Hi
I have an OS X.6 server on which I’m running Open Directory. In Server Admin, under Overview, Kerberos is showing as stopped.
I can see the Kerberize button, but it doesn’t seem to accept the credentials I’m feeding it. In the Configuration log I see:

2011-08-28 00:00:16 +0100 – slapconfig -kerberize
2011-08-28 00:00:16 +0100 – Error: Incorrect username or password. You must enter a directory domain administrator username and password.

The Kerberos server log includes these two entries:
Aug 24 17:27:45 odmaster.gp.lan krb5kdc[45](info): AS_REQ (7 etypes {18 17 16 23 1 3 2}) 172.17.28.2: ISSUE: authtime 1314203265, etypes {rep=18 tkt=16 ses=18}, [email protected] for krbtgt/[email protected]
Aug 24 17:27:52 odmaster.gp.lan krb5kdc[45](info): AS_REQ (7 etypes {18 17 16 23 1 3 2}) 172.17.28.2: NEEDED_PREAUTH: [email protected] for krbtgt/[email protected], Additional pre-authentication required

In WorkGroup Manager, I can’t authenticate as diradmin when I try and connect, but after authenticating with the server admin account I can unlock the directory with the diradmin credentials.

changeip -checkhostname checks out OK.
host gives me the expected result whether I feed it the IP or the FQDN.

If I demote to a standalone server and promte back to an OD Master, everything seems to be in working order.
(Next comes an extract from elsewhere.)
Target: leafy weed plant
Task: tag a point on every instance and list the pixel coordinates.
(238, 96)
Then I import the archive I did before demotion and then Kerberos stops again.
Same result If I reinstall the OS from scratch.

I guess, then, that something that ends up in the archive is tripping me up. Any idea how to troubleshoot/figure out which bit?
Or, is there a way to export Users and Groups with passwords intact in a way that I can re-import them after the Standalone-Master shuffle?